<社説>広島・中3自殺 学校現場の体制を見直せ

 本来なら新たな高校生活を夢見て希望に満ちていたはずの中学生が、自ら命を絶っていたことが分かった。広島県で昨年12月に起きた事件だ。原因は学校側の指導ミスにあるという。あまりにもやりきれない。二度と事件を起こさないためにも、学校内の責任を追及し、体制を見直すべきだ。

 問題の発端は、亡くなった生徒が中学1年の時の生徒指導会議用資料の誤記だ。
 資料を作成した教諭が、誤って亡くなった生徒の名を万引したとして記入した。会議では間違いが指摘され、その場で資料は修正された。ところが保存された電子データ自体は修正されていなかった。
 誤った資料を基に、万引の指導歴があるから私立高の推薦ができないと学校側は指導したという。進路を話し合う三者面談当日に生徒は自殺した。

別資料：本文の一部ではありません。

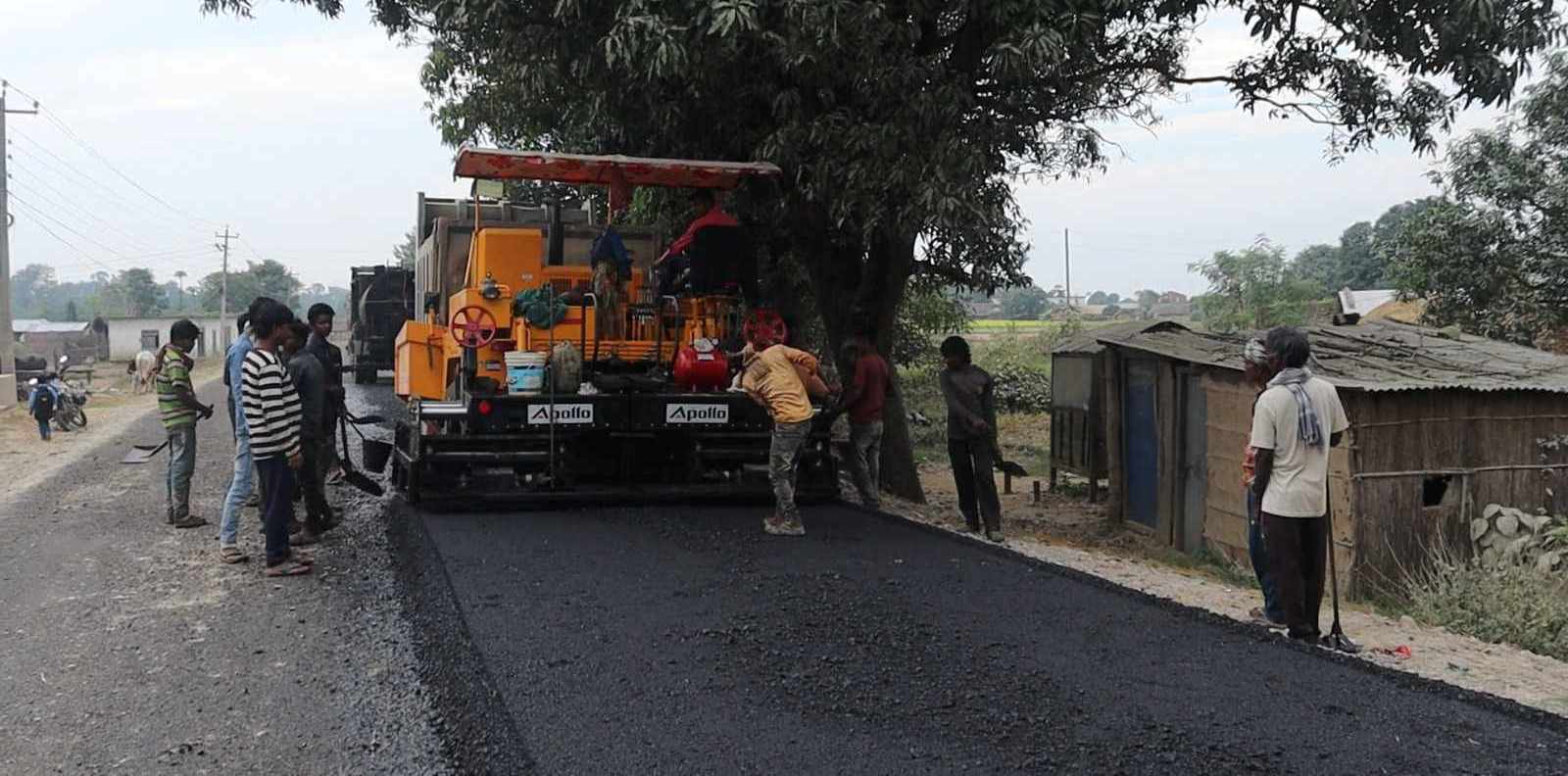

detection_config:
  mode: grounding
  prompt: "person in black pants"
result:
[240,303,311,577]
[1251,326,1350,643]
[941,337,1002,544]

 疑問なのは誤記載があった資料の修正を確認することなく、保存したことだ。校長は担当者が決まっていないと説明したが、ならば管理職である教頭、校長の落ち度なのか、責任の所在が明確でない。
 担任教諭の対応も課題を残した。担任は当初の進路指導で、生徒に直接、万引の記録を理由に「推薦できない」と伝えたという。
 指導歴を理由に進路変更を求めるなら、直ちに保護者を交えて話し合う配慮が必要ではないのか。しかも生徒本人への事実確認は教室前の廊下で聞いただけだった。教育委員会の発表などによると、担任教諭は生徒が万引を否定したと認識していなかったというが、進路を閉ざすかもしれない問題について、学校が生徒、保護者と正面から向き合ったのか疑問だ。
 学校内の情報管理や子どもとの接し方に懸念を抱かざるを得ないが、事件が起きた背景には教員の多忙もあったのではないか。
 経済協力開発機構(OECD)の2013年調査によると、日本の教員の勤務時間は1週間当たり53・9時間でOECD参加国平均の38・3時間を大きく上回る。本来の業務に加え、生徒指導や部活動など教諭の仕事は多岐にわたる。こうした職場環境が子どもと接する時間を奪ってはいないだろうか。
 広島の事件は、第三者委員会で原因が解明される。二度と悲劇を繰り返さないためには、学校の責任追及のみにとどめてはならない。子どもと教諭が向き合える環境づくりも再考してもらいたい。